Tribunal de Orden Público, si sólo hace unos meses hubieran publicado un documento similar a la

declaración programática del lunes. Las ideas y el tono utilizado por el Gobierno no tienen nada que ver,

en efecto, con la prosa franquista, especializada en disimular los problemas bajo la hojarasca retórica e

incapaz de suscitar en los sufridos súbditos de la dictadura otra cosa que indiferencia e incredulidad.

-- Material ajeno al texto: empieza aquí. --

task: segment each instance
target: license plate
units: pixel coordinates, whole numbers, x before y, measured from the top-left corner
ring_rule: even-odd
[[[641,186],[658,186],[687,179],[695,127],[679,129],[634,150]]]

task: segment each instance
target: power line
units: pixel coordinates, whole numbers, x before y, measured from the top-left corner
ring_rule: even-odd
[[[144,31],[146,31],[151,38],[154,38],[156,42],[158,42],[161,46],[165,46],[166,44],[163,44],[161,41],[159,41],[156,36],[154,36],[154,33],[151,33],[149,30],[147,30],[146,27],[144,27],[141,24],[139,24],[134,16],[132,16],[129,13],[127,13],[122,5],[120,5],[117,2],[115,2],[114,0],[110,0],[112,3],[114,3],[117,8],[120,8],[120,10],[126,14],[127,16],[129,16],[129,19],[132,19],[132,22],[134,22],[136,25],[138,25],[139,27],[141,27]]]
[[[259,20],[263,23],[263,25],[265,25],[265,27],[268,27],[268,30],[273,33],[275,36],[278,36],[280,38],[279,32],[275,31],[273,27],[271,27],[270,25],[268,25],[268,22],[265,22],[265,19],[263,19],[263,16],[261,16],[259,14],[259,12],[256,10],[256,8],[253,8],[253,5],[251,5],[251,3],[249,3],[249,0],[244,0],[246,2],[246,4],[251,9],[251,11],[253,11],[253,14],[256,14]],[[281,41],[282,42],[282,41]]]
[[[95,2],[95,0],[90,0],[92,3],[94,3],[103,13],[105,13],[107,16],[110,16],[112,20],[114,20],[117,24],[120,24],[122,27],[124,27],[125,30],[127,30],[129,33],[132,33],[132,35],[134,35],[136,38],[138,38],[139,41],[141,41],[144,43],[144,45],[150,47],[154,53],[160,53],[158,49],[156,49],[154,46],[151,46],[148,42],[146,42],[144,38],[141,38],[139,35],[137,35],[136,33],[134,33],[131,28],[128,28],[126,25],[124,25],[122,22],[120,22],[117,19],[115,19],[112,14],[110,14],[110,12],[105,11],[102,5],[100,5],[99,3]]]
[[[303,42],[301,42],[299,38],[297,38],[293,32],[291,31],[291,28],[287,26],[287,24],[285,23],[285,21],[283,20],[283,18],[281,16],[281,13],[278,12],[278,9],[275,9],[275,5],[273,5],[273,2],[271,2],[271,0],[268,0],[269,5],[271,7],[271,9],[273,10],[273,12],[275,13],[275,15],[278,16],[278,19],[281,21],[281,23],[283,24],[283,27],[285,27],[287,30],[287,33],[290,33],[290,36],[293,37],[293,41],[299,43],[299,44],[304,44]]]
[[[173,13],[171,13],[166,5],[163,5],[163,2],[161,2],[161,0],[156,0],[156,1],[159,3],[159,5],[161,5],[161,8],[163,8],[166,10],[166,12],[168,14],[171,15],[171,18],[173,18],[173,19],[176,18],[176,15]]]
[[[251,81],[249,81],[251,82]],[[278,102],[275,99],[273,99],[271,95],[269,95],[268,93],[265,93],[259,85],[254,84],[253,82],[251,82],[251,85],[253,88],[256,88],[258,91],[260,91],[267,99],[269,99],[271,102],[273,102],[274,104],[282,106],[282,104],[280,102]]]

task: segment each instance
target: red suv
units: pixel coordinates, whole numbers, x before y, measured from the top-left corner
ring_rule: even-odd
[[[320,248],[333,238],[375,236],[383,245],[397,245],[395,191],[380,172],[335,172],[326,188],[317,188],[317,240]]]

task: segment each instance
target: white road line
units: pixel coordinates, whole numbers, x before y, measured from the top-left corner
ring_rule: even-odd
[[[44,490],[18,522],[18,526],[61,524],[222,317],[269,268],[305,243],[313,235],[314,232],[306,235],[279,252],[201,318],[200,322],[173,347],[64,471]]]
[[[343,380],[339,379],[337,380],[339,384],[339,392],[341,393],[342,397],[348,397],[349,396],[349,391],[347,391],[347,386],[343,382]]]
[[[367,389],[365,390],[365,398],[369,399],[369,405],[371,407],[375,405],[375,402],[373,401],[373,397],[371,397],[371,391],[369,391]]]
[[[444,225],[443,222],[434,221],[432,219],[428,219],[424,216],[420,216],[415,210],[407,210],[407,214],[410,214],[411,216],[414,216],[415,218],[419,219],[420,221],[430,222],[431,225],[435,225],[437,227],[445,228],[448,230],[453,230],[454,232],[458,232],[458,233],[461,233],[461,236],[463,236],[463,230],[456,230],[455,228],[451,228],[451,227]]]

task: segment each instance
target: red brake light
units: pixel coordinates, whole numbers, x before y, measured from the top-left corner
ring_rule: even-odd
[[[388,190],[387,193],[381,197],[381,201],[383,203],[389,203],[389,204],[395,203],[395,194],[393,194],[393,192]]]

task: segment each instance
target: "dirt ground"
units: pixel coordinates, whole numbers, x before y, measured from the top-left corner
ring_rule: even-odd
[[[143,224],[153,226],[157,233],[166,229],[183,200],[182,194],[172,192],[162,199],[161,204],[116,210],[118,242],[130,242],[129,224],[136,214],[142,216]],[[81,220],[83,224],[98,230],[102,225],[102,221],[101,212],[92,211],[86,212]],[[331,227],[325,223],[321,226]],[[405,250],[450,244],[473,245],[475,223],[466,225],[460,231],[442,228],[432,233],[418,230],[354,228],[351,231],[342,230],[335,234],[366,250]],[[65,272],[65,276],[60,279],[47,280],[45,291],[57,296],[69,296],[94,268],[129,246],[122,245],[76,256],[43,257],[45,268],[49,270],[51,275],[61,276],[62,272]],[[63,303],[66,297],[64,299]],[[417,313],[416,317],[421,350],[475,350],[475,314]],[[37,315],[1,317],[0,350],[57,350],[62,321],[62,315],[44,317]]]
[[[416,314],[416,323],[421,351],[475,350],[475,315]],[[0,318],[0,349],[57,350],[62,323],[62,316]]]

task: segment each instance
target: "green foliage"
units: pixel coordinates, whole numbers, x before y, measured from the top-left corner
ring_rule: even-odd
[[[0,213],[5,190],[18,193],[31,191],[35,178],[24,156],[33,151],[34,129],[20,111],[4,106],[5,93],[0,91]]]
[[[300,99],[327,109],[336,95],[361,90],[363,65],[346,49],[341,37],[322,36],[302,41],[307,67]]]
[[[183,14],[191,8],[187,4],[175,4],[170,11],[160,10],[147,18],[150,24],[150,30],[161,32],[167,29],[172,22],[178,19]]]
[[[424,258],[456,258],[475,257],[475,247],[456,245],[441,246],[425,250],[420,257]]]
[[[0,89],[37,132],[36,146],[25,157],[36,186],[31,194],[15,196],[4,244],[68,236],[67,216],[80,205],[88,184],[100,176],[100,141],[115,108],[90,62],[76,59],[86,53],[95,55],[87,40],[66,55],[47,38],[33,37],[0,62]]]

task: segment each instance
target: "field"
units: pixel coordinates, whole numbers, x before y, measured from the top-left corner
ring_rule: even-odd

Cuando hace una semana se formó el nuevo Gobierno se discutió si ideológicamente debía ubicarse en el

centro-izquierda, como querían los portavoces oficiales, o en el centro-derecha como opinaba la oposición

y una buena parte de la prensa. En el Gobierno se veía sobre todo una derecha democrática y moderna,

inédita hasta ahora en este país. Pero a la vista de la declaración programática es posible argumentar que

el aroma socialdemócrata que daban unos pocos nombres de ministros, se percibe con bastante claridad y

no sólo en la parte económica del documento que ya debe estar produciendo desmayos en la sempiterna

oligarquía.

Debe también destacarse como un ,hecho positivo la consulta con los dirigentes del PSOE y del PCE, que

supone una buena demostración de ese espíritu de diálogo, negociación y compromiso que el Gobierno

estima indispensable para la consolidación de la democracia. En muchos países democráticos vecinos,

Francia, por ejemplo, no se han logrado unas relaciones tan excelentes como las que aquí empiezan a

establecerse entre Gobierno y oposición. Esto no significa que la oposición tenga que sentirse

corresponsa-bilizada de unas medidas tomadas por el Gobierno y de las que sólo él debe responder ante el

pueblo y el Parlamento. No se trata -—suponemos— de intentar cargarle a nadie el muerto ni de escurrir

el bulto, sino de un estilo nuevo de gobernar que desmiente además otro de los sombríos mitos de la

dictadura: la incapacidad de los españoles para el diálogo y el acuerdo pacíficos.

Son ya bien conocidos los aspectos fundamentales de la declaración. Habrá que volver oportunamente

sobre ellos. Baste ahora con señalar que el propósito del Gobierno, "en primer término", de enviar a las

Cortes en el plazo más breve posible un proyecto de constitución, supone que el Parlamento elegido el 15

de junio ejercerá ante todo la función constituyente. Nada autoriza a pensar que el debate constitucional

vaya a suscitar obstáculos insalvables. Por el contrario, todos parecen estar de acuerdo en las ideas

esenciales enunciadas por el Gobierno en su declaración: garantías eficaces de los derechos individuales y

colectivos tanto políticos como sociales y económicos; responsabilidad del Gobierno ante las Cortes e

institucionalización de las regiones sobre la base de estatutos de autonomía. Desde luego, una

constitución debe abordar muchas más cuestiones, pero en las enunciadas está la trama principal de iodo

el conjunto. El pacto constitucional entre todos los partidos democráticos es ahora un tema prioritario y

un poderoso argumento contra los que con el pretexto de la "manía constituyente" soñaban con la

supervivencia del engendro político del franquismo.